La marche des lemmings par Serge Federbusch

La France manipulée : retour sur la
manifestation du 11 janvier, ses causes et ses suites.

Il ne s’agit pas pour moi de nier l’ampleur de l’émotion populaire après les crimes commis par les frères Kouachi et Coulibaly, les 7, 8 et 9 janvier 2015. Mais le respect pour les victimes comme pour les manifestants commande de révéler et dénoncer la double manipulation qui a eu lieu. la_marche_des_lemmings_petitD’abord, j’explique dans mon livre comment les services de renseignements et de police ont été gravement défaillants alors qu’on savait, par la bouche même du Premier ministre Manuel Valls, que les risques terroristes étaient à leur maximum. Pour masquer sa responsabilité, le gouvernement a monté en toute hâte la manifestation du 11 janvier, en faisant en sorte que toutes les initiatives convergent, en déplaçant la date du défilé pour organiser un grotesque cortège des chefs d’états et de gouvernements avec des ennemis notoires des droits de l’homme, en manipulant les médias et en rendant gratuits les transports en commun. Tout cela a été décidé alors que les tueurs étaient encore en circulation et que Coulibaly n’avait pas assassiné à Montrouge et porte de Vincennes. Bref, on faisait courir à la population des risques élevés pour monter une opération de diversion.
On apprend depuis, chaque semaine ou presque, que la version officielle était truquée. Ainsi, la haute autorité indépendante chargée d’autoriser les interceptions de conversations téléphoniques a parlé de «manipulation» lorsque le pouvoir a tenté de lui faire porter le chapeau de l’arrêt de la surveillance des frères Kouachi.

Serge Federbusch
Serge Federbusch

Mais il y a beaucoup plus grave et c’est le coeur de mon livre. A cette première manipulation est venue se greffer une seconde. Par électoralisme principalement, le gouvernement a tout fait pour créer une distinction aussi étanche qu’artificielle entre islam modéré et islamisme criminel. La réalité est plus nuancée mais aussi plus inquiétante. Les musulmans en France, comme dans beaucoup d’autres pays du reste, se raidissent depuis des années dans une affirmation conservatrice et une pratique orthodoxe de leur foi. Cette dernière est loin d’être un exemple de tolérance, notamment vis-à-vis de ce qu’elle considère comme des blasphémateurs et que nous considérons comme des caricaturistes libres de leurs plumes, même si nous les désapprouvons.
J’explique l’origine de ce glissement réactionnaire, au sens propre, c’est à dire en réaction à l’esprit laïc. Il suffit du reste de se promener dans les rues de nos villes pour le constater par la multiplication du nombre de femmes voilées. L’influence croissante des salafistes dans les mosquées crée naturellement un terreau où quelques paumés vont passer concrètement à l’action en tuant ceux qui leur déplaisent.
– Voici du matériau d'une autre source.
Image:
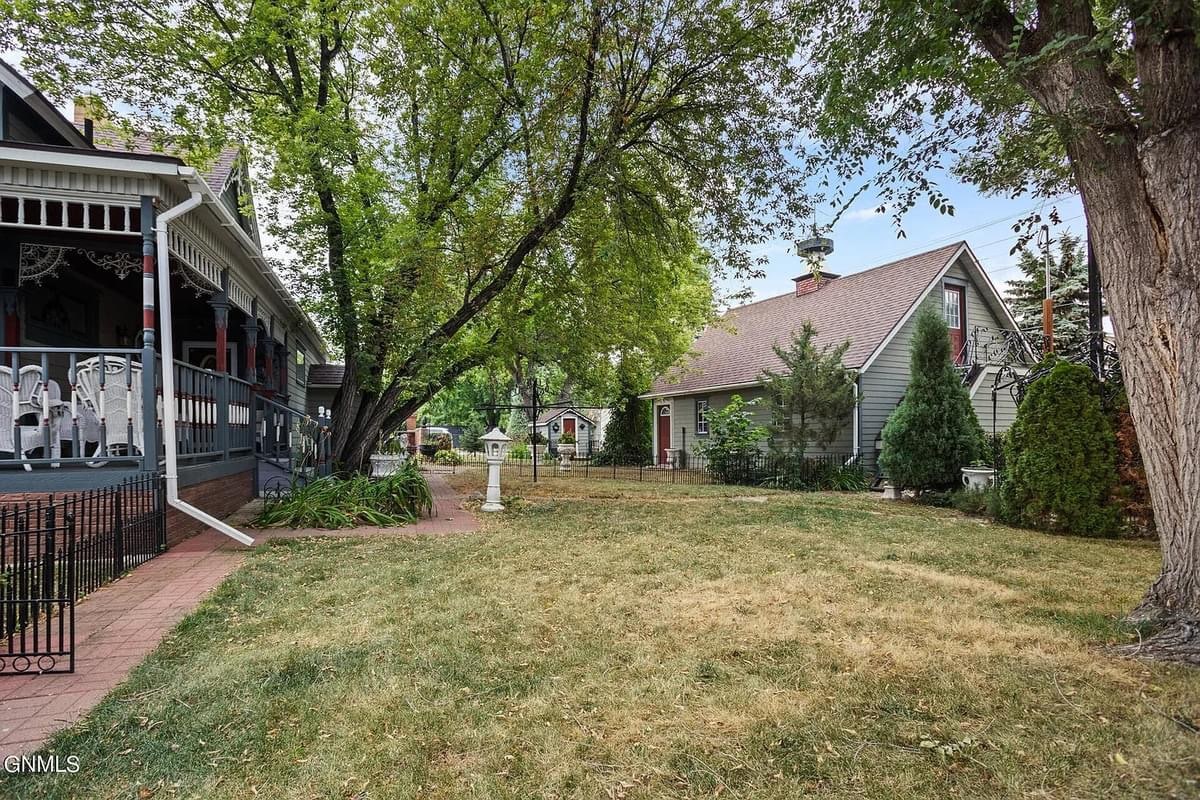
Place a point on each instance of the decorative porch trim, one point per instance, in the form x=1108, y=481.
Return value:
x=39, y=262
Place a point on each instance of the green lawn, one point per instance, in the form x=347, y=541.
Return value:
x=610, y=639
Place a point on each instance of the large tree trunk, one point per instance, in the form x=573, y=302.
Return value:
x=1143, y=204
x=1139, y=178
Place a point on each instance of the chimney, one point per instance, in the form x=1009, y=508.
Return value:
x=808, y=282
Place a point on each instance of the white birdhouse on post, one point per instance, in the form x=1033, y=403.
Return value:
x=496, y=447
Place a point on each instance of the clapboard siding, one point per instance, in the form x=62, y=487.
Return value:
x=683, y=420
x=1006, y=405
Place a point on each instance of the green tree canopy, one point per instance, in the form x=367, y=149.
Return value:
x=444, y=169
x=813, y=396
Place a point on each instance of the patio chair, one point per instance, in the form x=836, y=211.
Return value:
x=10, y=415
x=114, y=397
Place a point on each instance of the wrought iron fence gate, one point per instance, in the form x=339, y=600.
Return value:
x=54, y=552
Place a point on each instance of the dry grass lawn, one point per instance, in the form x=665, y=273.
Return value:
x=607, y=639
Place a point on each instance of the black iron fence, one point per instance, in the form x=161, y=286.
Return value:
x=828, y=470
x=53, y=552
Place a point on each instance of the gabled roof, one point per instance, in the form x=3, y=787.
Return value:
x=28, y=92
x=865, y=307
x=113, y=139
x=550, y=414
x=325, y=374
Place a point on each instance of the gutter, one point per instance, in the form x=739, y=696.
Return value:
x=166, y=167
x=168, y=348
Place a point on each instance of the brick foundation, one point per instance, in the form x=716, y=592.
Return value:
x=220, y=497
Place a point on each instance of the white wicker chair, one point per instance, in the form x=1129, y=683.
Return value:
x=117, y=404
x=28, y=386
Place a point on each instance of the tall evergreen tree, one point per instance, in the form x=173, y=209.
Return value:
x=1068, y=289
x=934, y=432
x=627, y=437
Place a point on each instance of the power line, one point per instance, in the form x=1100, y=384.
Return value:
x=959, y=234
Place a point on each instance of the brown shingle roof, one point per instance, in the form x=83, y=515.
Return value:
x=325, y=374
x=862, y=307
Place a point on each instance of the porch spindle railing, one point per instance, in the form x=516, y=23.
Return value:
x=71, y=407
x=89, y=400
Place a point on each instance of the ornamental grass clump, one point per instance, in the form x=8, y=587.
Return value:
x=399, y=499
x=934, y=432
x=1061, y=457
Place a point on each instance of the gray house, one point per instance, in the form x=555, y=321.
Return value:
x=875, y=311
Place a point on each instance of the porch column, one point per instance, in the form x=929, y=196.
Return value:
x=283, y=365
x=11, y=330
x=251, y=329
x=149, y=341
x=220, y=302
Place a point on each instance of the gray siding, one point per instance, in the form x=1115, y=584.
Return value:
x=981, y=398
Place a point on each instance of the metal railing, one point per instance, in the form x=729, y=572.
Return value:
x=289, y=446
x=54, y=552
x=797, y=471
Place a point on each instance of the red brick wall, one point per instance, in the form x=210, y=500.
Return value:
x=220, y=498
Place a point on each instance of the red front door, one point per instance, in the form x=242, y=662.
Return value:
x=664, y=432
x=957, y=320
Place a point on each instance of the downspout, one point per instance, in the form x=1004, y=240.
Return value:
x=168, y=372
x=858, y=423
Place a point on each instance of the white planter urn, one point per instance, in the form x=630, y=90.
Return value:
x=385, y=464
x=565, y=453
x=977, y=479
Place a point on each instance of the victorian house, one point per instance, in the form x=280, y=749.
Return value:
x=84, y=322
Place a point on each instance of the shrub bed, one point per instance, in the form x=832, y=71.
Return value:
x=333, y=501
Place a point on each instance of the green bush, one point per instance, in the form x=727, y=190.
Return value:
x=345, y=503
x=628, y=438
x=934, y=432
x=1061, y=456
x=471, y=437
x=798, y=473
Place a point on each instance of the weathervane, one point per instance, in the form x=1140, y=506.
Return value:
x=815, y=248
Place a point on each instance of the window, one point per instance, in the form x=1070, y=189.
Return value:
x=953, y=307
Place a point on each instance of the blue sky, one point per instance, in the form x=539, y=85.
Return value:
x=863, y=239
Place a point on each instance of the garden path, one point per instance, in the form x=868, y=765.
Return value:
x=120, y=624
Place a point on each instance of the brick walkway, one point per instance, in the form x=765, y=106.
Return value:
x=119, y=625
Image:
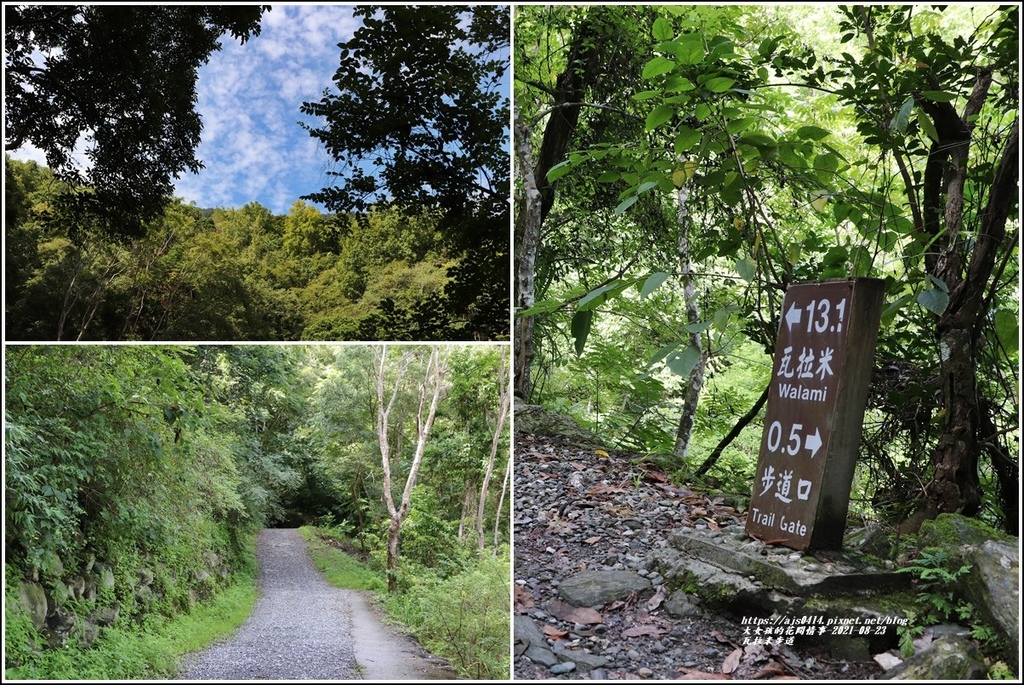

Les Kouachi viennent après Merah ou l’ assassin deBruxelles, ce ne sont pas des loups isolés comme on cherche à nous le faire croire.
La manifestation du 11 janvier a donc été le point de convergence, la résultante de cette double manipulation : disculper le gouvernement, occulter le problème des progrès du fondamentalisme musulman en France.
Car les slogans labellisés par l’Etat ont soigneusement évité de poser le problème au nom du «pas d’amalgame». Que signifie au juste le : «Je suis Charlie» ? Son ambiguïté explique en réalité son succès. Il évite de désigner les responsables et fait masse des victimes et de ceux qui veulent honorer leur mémoire. C’est une sorte de sublimation qui occulte les problèmes et maintient l’ambiguité, curieux rassemblement où on ne parle jamais des coupables.
Depuis, on peut même dire que les Kouachi ont gagné. Il y a eu en France pas moins de dix festivals, expositions ou rencontres culturelles écourtées, amputées de certains événements ou purement et simplement annulés par peur de déplaire aux islamistes.
La réalité est que la classe dirigeante française a peur d’affronter ce péril grandissant. Il faudrait une affirmation sans complexes des principes de la laïcité qui ne sont pas dirigés, rappelons-le, contre une ou plusieurs religions mais contre la tentation qu’auraient les fidèles de cette ou de ces religions d’imposer les règles de leur foi aux autres, y compris bien sûr aux autres croyants. Plus le raidissement communautaire est puissant, plus la laïcité est nécessaire. Le moins que l’on puisse dire, est que ce courage fait défaut à ceux qui nous gouvernent et qui nous préparent donc des lendemains qui déchantent.
L’esprit «Charlie» tel qu’ils l’ont fabriqué, c’est un peu un esprit munichois.